Achille Bonito Oliva: "Queste stazioni sono state attrezzate non secondo quel principio grottesco e molto negativo dell'arredo urbano (ovvero si realizza un'opera pubblica e le si concede un additivo ornamentale come commento), qui invece l'opera nasce insieme alla stazione".

Le opere diventano materiale della quotidianità, davanti alle quali sostare, o passare indifferenti. Lo scenario di tutti i giorni trasforma così l'uso dell'arte contemporanea in un rituale lieve e non celebrativo.
"In questo museo obbligatorio", così come è stato definito da Achille Bonito Oliva, sembra non essere importante conservare il significato della singola opera, intercettata lungo il percorso della quotidianità, quanto apprezzarne l'estetica totale, non celebrativa.
Un approccio che si inserisce nella tradizione di una città che con l'arte contemporanea ha sempre avuto un rapporto privilegiato.
Alle piazze, gallerie, teatri, musei si aggiungono ora queste stazioni che diventano non superfici utili ma opere totali.
Basilico, Merz, Kosuth, Sol LeWitt, Accardi, Carmine, Botto & Bruno, Pistoletto animano luoghi in cui i viaggiatori si incrociano, luoghi, così, meno vulnerabili e più aperti.

Achille Bonito Oliva - Coordinatore artistico Stazioni dell'Arte: "Le opere sono acchiappa-sguardi. E' un modo di stabilire un nuovo rapporto con l'arte contemporanea, che non deve essere solo qualcosa di difficile veicolato attraverso libri e mostre enigmatiche, in spazi dove spesso il pubblico non si avvicina per timore reverenziale. Qui l'arte è sottoposta ai rumori della vita. Noi siamo abituati ad un quotidiano in cui si corre da un punto all'altro secondo rotte obbligate e queste opere sono interferenze, delle felici interferenze".

Linea 1, linea 6, circumvesuviana, circumflegrea... tracciati di una metropolitana che mentre si costruisce modifica il proprio stesso approccio estetico: dalle prime, in cui sono ospitati i lavori di più artisti alle ultime in cui il dialogo si fa esclusivo, a due: tra un architetto e un artista.
Sono, tutte, stazioni che volutamente dichiarano una sottolineata diversità. Canali invisibili di comunicazione che emergono in quartieri non collegati né culturalmente né economicamente tra loro. Stazioni in cui un'architettura firmata non si fa solo griffe estetica ma dialogo per luoghi più a misura d'uomo.

L'emersione del segno stazione, in ogni quartiere, diventa occasione, per l'architetto incaricato, di ridisegnare anche tutta la zona circostante: piazze, strade, verde, illuminazione si fanno riqualificazione e non semplice arredo urbano.
Data la natura del sottosuolo napoletano, un progetto ingegneristico di notevole complessità diventa occasione di visibilità artistica e architettonica.

Benedetto Gravagnuolo - Preside Facoltà Arch.
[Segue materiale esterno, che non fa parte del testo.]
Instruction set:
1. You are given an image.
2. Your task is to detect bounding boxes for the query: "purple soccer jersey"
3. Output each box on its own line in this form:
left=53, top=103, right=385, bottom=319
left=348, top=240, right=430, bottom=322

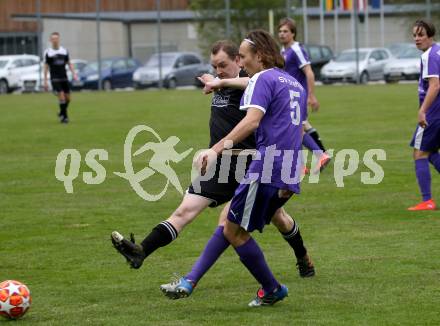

Università Federico II: "Ogni architetto deve immaginare un'architettura per quel luogo...quindi non abbiamo la ripetizione in serie, come negli anni '60 si usava fare (pensiamo ad esempio alla metropolitana di Albini di Milano), ma abbiamo una varietà di linguaggi che sono in qualche modo in relazione ai contesti urbani".

Dall'estetica del movimento veloce di Zaha Hadid - per la futura stazione dell'alta velocità delle ferrovie nazionali - alle trasparenze di Gae Aulenti, al segno di Mendini passando per Podrecca, Rogers, Siza, D'Ascia fino all'opera totale di Anish Kapoor a Montesantangelo. Punti di qualità lungo un segno sinuoso tracciato sulla mappa cittadina e diventato marchio d'autore.
"La più bella metropolitana del mondo", così il Times di Londra, senza dimenticare che al primo posto la città di Napoli ha messo la qualificazione del proprio territorio.

A Napoli, dicono, l'arte corre sul binario. Auguri e complimenti.